La plupart des observateurs ont souligné les points forts de ces journées : la représentativité des délégués, la préparation minutieuse des documents, la qualité des interventions, l’acceptation du libre débat, l’organisation impeccable du séjour et des travaux, la responsabilité des délégués qui ne s’engagèrent dans aucune polémique et renvoyèrent en commission, les questions délicates comme celle de la langue berbère commune, de son enseignement et de son écriture. Ils ont aussi noté que les délégués avaient conscience de vivre un moment historique, d’où la convivialité des repas, les nombreux échanges de journaux et des adresses, la photo de tous les délégués prise sur le perron de l’hôtel et le chant-hymne entonné avec ferveur par tous les délégués dans la salle du restaurant, le dimanche.

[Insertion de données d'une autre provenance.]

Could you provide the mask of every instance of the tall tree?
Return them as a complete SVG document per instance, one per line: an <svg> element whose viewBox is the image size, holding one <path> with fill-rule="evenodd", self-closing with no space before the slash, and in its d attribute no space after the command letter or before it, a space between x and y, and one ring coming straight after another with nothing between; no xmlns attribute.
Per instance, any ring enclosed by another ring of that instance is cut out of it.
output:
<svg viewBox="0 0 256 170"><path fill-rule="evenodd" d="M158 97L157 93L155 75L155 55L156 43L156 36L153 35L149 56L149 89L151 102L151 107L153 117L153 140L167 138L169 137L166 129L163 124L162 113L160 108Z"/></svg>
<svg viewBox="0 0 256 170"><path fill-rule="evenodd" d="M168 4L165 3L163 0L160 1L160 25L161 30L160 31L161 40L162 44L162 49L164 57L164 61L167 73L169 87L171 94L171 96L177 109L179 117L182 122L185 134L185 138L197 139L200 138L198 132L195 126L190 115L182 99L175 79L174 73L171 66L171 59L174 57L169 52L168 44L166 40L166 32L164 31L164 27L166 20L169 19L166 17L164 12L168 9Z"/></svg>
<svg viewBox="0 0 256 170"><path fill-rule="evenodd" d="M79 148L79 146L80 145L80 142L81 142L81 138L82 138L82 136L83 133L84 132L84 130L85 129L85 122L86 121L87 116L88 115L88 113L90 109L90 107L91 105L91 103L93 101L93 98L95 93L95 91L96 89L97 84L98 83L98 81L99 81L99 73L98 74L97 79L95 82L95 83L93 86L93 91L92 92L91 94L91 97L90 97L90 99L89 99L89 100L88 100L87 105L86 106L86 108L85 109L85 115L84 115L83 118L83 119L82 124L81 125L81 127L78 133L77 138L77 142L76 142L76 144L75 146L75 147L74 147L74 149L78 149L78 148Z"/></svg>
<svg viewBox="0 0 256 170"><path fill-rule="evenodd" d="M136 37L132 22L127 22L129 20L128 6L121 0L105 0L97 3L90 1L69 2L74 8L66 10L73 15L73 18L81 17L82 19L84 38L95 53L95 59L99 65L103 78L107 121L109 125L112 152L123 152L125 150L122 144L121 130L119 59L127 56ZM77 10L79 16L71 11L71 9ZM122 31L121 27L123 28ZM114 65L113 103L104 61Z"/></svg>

En conclusion, le précongrès de Saint Rome de Dolan a marqué une étape significative dans la marche des peuples d’Afrique du Nord, en très grande majorité berbères, par delà la diversité des langues et des histoires, à se constituer en un ensemble homogène. Organiser un Congrès Mondial Amazigh extraordinaire dans la situation présente, constituerait un évènement de dimension internationale.